Bone disease in MM imposes a tremendous burden on patients in terms of both morbidity and mortality. At present, the standard of care for limiting progressive skeletal disability in patients with radiographically documented skeletal disease involves the use of intravenous bisphosphonate therapy, which can limit osteoclast-mediated skeletal resorption but does not lead to any replacement of lost bone. The identification of multiple factors dysregulated in MM bone disease, including RANK ligand and its soluble decoy receptor osteoprotegerin, MIP-1alpha, and the Wnt pathway inhibitor DKK1, has provided novel targets that are all being actively examined in trials designed to assess clinically relevant skeletal endpoints in MM patients.

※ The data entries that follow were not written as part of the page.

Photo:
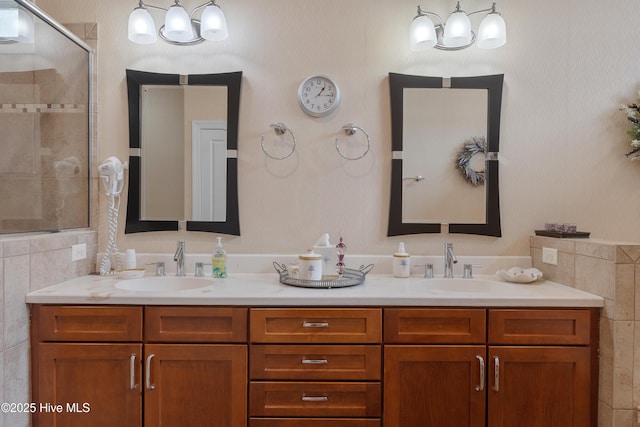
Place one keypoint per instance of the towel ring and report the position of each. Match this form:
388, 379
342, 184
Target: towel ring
279, 129
351, 129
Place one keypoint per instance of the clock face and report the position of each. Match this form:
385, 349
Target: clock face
318, 96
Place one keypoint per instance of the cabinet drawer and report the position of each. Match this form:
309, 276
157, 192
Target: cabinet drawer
352, 325
315, 362
299, 399
313, 422
434, 326
88, 323
196, 324
559, 327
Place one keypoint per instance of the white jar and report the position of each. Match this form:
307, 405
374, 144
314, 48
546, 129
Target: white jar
401, 262
401, 265
310, 266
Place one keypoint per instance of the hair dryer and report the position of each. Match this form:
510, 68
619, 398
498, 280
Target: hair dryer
112, 174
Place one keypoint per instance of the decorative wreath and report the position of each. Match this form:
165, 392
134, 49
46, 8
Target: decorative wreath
470, 148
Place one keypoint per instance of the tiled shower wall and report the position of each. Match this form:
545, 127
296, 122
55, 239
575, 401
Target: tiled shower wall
29, 263
611, 270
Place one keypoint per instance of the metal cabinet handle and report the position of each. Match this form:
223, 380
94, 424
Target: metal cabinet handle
314, 361
132, 372
148, 372
315, 324
496, 374
480, 386
306, 398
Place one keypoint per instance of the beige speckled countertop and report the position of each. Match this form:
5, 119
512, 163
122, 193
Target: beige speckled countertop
377, 290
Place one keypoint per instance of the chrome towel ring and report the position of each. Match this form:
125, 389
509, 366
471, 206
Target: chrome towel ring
279, 129
350, 129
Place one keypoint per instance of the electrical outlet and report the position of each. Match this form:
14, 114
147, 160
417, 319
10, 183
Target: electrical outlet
78, 252
550, 256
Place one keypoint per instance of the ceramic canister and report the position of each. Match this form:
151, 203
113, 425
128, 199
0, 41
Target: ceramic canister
310, 265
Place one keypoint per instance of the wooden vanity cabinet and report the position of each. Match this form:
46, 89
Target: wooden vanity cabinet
434, 372
86, 355
535, 367
543, 368
195, 366
178, 366
315, 367
131, 366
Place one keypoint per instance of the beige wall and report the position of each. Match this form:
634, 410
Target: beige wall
568, 66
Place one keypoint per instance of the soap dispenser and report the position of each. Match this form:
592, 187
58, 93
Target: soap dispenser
219, 261
401, 262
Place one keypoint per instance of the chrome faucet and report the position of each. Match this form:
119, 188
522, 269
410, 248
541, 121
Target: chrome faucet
179, 258
449, 260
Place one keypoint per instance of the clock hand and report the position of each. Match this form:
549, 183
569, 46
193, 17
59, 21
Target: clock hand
321, 90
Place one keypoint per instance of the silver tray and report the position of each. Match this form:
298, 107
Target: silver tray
350, 277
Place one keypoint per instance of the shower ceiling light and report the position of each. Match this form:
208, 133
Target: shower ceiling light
456, 33
16, 25
180, 27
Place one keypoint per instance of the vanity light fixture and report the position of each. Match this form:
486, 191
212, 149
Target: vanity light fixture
180, 28
16, 26
456, 33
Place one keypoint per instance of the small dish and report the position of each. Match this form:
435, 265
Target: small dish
130, 273
520, 275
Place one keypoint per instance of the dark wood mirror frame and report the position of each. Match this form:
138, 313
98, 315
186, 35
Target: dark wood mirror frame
135, 80
493, 85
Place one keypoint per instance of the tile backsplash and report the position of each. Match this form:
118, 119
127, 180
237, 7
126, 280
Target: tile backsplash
27, 263
611, 270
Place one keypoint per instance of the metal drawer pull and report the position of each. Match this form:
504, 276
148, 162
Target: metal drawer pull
306, 398
480, 386
132, 372
148, 373
315, 324
314, 361
496, 374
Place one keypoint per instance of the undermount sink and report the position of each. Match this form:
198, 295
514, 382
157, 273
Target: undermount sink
160, 284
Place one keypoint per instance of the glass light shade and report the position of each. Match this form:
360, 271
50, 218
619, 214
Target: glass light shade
142, 29
457, 30
9, 26
213, 25
422, 34
25, 27
177, 25
492, 32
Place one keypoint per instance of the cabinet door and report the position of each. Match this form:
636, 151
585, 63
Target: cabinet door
97, 385
539, 386
195, 385
434, 386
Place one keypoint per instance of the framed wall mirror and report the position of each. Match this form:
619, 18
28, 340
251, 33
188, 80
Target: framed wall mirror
445, 142
183, 161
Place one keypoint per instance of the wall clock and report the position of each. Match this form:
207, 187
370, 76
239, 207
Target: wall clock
318, 96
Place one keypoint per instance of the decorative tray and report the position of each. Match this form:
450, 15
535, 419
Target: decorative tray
350, 277
563, 234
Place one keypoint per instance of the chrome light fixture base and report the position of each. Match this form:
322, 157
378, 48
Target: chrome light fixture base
428, 29
195, 24
440, 43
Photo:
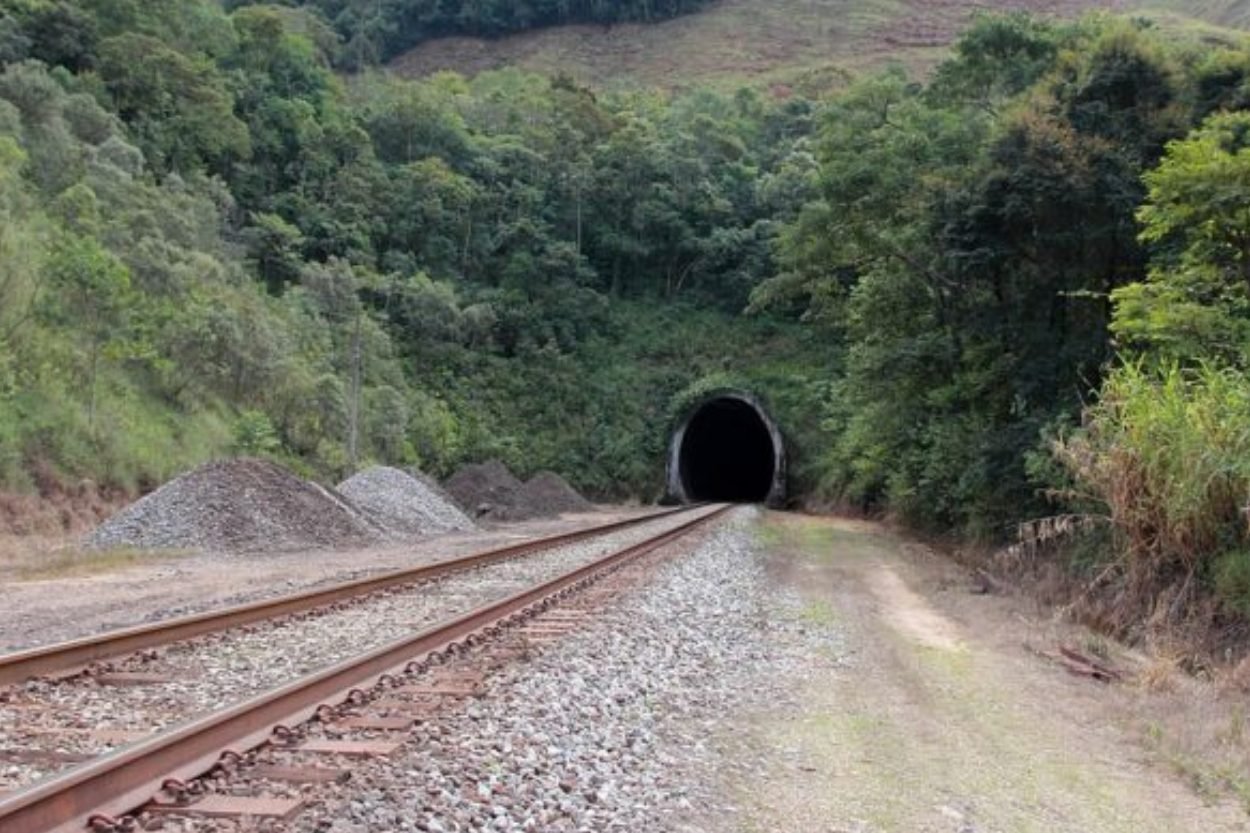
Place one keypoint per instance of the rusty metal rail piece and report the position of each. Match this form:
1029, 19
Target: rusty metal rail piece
75, 653
126, 779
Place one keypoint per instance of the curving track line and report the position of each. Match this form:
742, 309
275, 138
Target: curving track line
126, 779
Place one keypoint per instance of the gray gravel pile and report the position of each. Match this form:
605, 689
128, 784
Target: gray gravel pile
403, 503
490, 490
550, 494
615, 728
239, 505
219, 669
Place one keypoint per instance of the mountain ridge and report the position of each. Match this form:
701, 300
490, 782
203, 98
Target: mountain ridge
791, 40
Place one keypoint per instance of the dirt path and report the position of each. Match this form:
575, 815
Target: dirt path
935, 717
95, 592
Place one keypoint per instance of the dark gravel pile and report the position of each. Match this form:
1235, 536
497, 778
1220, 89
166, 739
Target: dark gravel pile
550, 494
404, 503
239, 505
490, 490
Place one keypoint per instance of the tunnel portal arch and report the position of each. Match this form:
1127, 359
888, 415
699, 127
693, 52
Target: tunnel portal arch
726, 448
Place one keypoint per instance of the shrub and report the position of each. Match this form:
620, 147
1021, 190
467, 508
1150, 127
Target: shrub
1166, 452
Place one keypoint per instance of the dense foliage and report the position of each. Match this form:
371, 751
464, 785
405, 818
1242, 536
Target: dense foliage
1025, 277
966, 243
211, 242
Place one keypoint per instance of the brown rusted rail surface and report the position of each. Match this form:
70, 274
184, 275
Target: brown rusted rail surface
126, 779
65, 656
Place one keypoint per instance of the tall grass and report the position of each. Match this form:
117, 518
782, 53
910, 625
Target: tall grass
1166, 450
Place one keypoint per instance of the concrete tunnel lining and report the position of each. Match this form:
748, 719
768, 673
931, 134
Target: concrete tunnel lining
728, 449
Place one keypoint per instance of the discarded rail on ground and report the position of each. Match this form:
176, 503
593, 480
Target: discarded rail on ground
76, 653
94, 794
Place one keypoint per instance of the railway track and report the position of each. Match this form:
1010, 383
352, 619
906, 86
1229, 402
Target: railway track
93, 793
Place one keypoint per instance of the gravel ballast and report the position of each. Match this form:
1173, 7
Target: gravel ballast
614, 728
236, 507
404, 503
215, 671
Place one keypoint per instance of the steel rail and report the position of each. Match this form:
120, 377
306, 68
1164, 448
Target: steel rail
66, 656
126, 779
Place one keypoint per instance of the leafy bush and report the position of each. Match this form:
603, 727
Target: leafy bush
1166, 454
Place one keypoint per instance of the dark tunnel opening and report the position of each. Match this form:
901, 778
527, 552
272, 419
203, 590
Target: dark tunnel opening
728, 454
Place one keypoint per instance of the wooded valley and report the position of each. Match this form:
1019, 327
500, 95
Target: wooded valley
1015, 289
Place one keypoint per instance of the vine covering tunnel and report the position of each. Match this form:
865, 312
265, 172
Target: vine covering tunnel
728, 449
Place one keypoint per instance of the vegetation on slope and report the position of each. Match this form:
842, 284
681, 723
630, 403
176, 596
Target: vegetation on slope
211, 243
1039, 265
376, 30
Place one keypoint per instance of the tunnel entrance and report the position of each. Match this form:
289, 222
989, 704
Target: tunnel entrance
728, 450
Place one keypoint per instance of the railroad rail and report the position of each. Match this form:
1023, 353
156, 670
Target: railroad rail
68, 657
91, 796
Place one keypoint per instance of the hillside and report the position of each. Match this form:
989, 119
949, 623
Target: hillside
789, 39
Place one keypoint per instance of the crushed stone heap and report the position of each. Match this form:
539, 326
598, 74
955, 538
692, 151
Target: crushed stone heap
490, 490
404, 503
239, 505
550, 494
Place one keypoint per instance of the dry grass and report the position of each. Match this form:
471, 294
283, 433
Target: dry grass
779, 43
29, 558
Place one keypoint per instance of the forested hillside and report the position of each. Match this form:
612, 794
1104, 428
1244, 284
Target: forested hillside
214, 244
1016, 288
1039, 264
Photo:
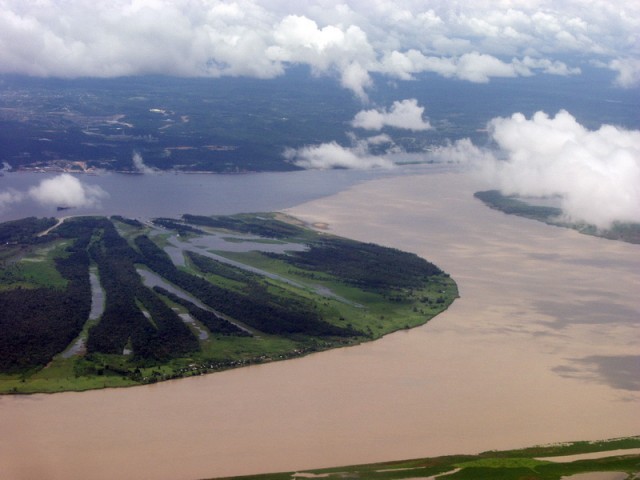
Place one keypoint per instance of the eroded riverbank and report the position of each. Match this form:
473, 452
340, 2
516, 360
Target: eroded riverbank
539, 348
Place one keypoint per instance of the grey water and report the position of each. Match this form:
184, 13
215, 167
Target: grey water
171, 195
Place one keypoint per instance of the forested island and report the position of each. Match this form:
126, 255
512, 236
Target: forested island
94, 302
511, 204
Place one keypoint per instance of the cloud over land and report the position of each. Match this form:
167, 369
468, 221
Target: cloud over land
405, 114
63, 190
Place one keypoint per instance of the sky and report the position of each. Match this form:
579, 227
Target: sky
360, 42
474, 41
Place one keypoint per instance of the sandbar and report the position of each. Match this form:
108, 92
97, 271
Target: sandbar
541, 347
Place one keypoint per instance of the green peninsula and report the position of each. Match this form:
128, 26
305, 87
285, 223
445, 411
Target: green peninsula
513, 205
613, 459
95, 302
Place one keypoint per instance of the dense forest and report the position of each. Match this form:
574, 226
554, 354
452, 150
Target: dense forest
329, 292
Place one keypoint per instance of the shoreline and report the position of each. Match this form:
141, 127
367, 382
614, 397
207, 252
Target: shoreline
519, 359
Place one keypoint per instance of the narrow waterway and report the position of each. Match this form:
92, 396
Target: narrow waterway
541, 347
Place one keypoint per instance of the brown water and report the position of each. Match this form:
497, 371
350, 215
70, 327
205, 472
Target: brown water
541, 347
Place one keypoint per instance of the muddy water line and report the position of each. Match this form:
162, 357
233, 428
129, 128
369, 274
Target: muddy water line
539, 348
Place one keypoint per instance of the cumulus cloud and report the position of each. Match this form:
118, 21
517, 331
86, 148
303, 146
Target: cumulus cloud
332, 155
140, 166
405, 114
595, 173
474, 41
67, 191
628, 70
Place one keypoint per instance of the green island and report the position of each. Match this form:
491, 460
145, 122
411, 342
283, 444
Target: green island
96, 302
512, 205
605, 460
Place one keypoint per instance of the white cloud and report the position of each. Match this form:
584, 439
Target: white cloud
405, 114
140, 166
9, 197
474, 41
628, 71
596, 173
67, 191
332, 155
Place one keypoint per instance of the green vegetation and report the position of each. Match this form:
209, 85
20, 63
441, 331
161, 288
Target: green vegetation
522, 464
626, 232
208, 315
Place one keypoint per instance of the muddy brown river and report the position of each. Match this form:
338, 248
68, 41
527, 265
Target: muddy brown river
541, 347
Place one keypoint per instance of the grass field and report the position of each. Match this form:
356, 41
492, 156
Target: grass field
356, 310
525, 464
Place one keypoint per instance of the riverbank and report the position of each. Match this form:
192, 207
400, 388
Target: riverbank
539, 348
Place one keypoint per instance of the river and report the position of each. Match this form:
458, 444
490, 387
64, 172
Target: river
541, 347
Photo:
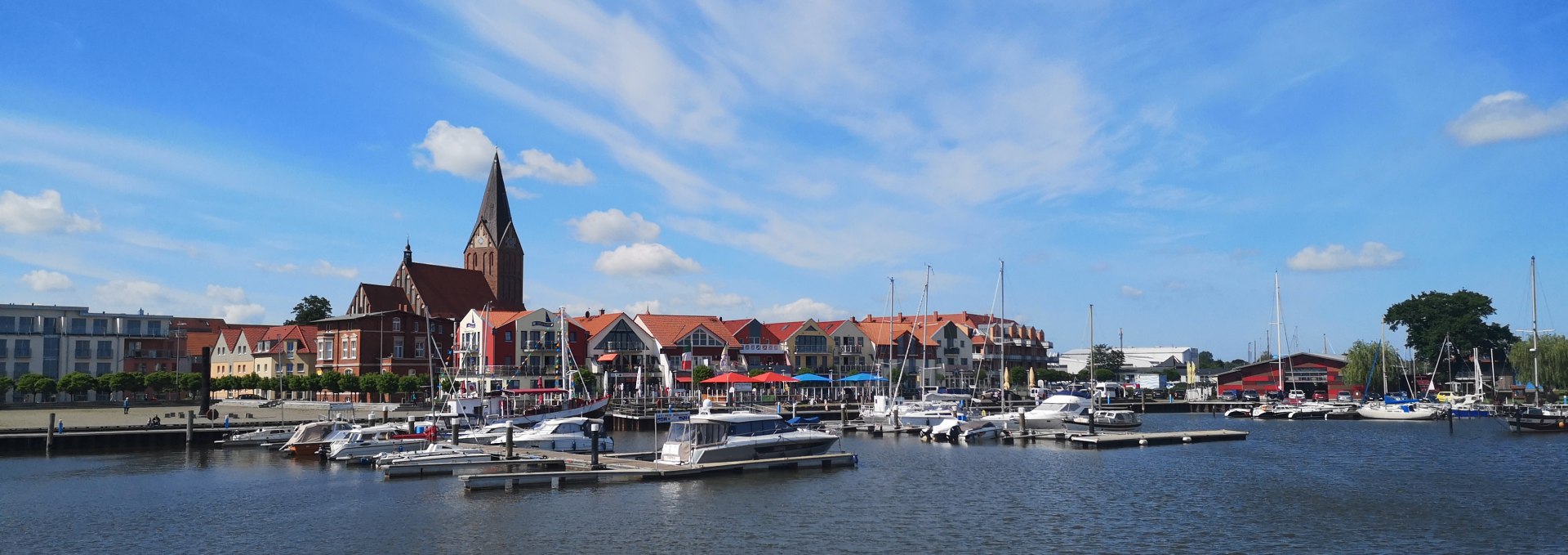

Lastly, the recent development of immunomodulatory agents and proteasome inhibitors with significant activity against MM tumor cells, but which also appear to affect bone cell function, may lead to improvements in the treatment of MM bone disease.
Although much work has been done, new strategies to improve skeletal-related outcomes are necessary if we are to lessen the skeletal morbidity synonymous with MM, and ultimately provide our patients with the highest quality of care possible for the treatment of all aspects of their disease.
Financial Disclosure: The author has no other significant financial interest or relationship with the manufacturers of any products or providers of any service mentioned in this article.
This article was conceived of and fully funded by Amgen, and Amgen provided background direction for the article.